2. No one has ever heard of PWS
Because it is so complex and multi-faceted, Patay says it is hard to be concise and give a cocktail-party answer to, "What is it?" The quickest answer? "He is developmentally delayed and appears autistic. But yet it's so much more than that," she says.
The Patays, therefore, are responsible for educating everyone in Ryan's path: doctors, teachers, therapists, school aids, babysitters, family, friends and other special needs parents. "Chris and I have been extremely open from the beginning, sharing our story with anyone kind enough to listen" she says.
The chances of a child being born with this random fluke is 1 in 15,000 births. It happens across all races/ethnicities/genders.
3. PWS is lifelong
This is not a childhood disorder that can be cured or grown out of. In fact, issues become more complex and challenging as children grow up. It. Does. Not. Get. Easier.
Can you imagine a grown man-child having a tantrum over food? Children and adults need constant, consistent supervision, structure, diet, exercise and schedules. Even if one adult is considered "high-functioning," he or she will never live alone, be independent, drive a car, get married, have children. Never say never, but the majority will grow up without these milestones. Because of the food obsession piece alone, an adult with PWS can almost never be unsupervised.
"Ryan will always live with us or in a group home for adults with PWS," Jessica says. "There is a growing need for services for disabled adults."
4. Children and adults with PWS want social connections
They are very sweet, and caring, and do seek out social time with peers. Yet because they are egocentric and have difficulty seeing others' point of views or needs, they struggle in friendships. They tend to be rigid, possessive and stubborn. Lying and making up the rules to games are not tolerated easily.
Much like in autism, kids with the syndrome miss social cues and facial expressions. Fine motor or gross motor issues interfere with their ability to play sports or certain activities with typical peers. Children with the syndrome tend to gravitate toward adults, because they have been around so many since birth and because adults tend to be the most patient and willing to listen to them.

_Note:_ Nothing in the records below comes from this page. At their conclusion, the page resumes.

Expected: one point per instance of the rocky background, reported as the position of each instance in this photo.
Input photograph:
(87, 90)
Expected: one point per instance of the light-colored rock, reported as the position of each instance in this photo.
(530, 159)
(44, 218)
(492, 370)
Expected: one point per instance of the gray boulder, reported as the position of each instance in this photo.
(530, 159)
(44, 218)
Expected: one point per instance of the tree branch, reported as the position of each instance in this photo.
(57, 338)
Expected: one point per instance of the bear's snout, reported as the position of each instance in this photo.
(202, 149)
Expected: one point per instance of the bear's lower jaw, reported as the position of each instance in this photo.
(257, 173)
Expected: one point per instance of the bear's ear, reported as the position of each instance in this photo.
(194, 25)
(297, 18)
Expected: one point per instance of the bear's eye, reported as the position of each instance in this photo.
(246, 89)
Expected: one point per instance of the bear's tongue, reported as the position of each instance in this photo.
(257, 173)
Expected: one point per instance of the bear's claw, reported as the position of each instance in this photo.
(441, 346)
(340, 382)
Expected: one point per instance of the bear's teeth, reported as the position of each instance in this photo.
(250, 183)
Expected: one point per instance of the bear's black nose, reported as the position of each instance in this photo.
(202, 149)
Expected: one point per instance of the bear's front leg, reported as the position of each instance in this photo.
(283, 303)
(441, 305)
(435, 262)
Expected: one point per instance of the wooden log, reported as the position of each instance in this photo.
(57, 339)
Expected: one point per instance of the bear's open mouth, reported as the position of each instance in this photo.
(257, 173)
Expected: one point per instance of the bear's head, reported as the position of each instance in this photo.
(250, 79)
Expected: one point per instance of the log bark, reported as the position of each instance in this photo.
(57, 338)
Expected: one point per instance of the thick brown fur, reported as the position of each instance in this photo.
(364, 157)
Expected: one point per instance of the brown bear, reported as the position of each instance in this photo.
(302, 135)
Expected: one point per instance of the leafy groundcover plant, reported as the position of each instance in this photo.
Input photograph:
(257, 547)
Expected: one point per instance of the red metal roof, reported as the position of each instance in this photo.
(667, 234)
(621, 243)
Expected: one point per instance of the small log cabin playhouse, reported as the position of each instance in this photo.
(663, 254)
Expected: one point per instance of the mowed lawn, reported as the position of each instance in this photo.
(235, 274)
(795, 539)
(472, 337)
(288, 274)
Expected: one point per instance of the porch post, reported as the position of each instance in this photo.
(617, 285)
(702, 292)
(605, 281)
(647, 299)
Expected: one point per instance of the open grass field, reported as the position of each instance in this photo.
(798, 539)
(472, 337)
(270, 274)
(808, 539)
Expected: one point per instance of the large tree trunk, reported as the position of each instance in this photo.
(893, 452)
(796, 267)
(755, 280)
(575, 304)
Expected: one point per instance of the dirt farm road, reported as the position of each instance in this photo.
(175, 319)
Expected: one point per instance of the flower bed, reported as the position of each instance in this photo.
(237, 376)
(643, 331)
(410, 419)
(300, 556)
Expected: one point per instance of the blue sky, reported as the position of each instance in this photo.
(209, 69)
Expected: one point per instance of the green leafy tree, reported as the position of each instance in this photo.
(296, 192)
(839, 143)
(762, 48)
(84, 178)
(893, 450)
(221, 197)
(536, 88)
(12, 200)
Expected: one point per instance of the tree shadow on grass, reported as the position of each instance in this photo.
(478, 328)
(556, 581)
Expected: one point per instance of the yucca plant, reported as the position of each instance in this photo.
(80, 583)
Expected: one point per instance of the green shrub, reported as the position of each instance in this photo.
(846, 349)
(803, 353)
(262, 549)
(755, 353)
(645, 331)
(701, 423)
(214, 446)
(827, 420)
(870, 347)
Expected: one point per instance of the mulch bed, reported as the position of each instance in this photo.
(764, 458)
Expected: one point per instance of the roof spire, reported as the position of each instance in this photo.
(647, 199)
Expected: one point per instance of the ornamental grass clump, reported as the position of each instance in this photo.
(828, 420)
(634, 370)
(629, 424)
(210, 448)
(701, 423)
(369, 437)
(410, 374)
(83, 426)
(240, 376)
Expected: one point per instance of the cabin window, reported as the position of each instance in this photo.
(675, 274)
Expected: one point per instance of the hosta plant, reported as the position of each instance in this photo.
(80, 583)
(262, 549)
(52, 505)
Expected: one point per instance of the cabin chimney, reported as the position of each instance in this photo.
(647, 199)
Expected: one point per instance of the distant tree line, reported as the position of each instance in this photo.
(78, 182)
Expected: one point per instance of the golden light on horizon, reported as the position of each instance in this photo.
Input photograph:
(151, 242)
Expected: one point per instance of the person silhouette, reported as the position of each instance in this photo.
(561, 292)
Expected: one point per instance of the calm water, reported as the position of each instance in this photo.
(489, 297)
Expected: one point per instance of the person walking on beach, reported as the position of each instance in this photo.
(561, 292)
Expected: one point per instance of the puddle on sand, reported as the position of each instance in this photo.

"As a mom, and as a person who highly values her deep friendships, this is so very sad to me,"Jessica says. "Ryan seems to be at times unaware of this deficit in his life. As he has gotten older—he's in 6th grade— and sees Luke and Kate have so much social time, he asks for it. It's not an easy request to fill. When he is in a group home some day with other PWS adults/peers, I hope that need will be fulfilled.
5. PWS is rare, not well understood and underfunded
PWCF is the only organization in California, where the Patay's live, that exclusively serves PWS families. PWCF works closely with PWSA (USA), the national organization based in Florida. Both are severely underfunded. More money is need to better research and understand the syndrome. And funds are also needed to support families of children born with PWS, as well as the PWS adults that they become.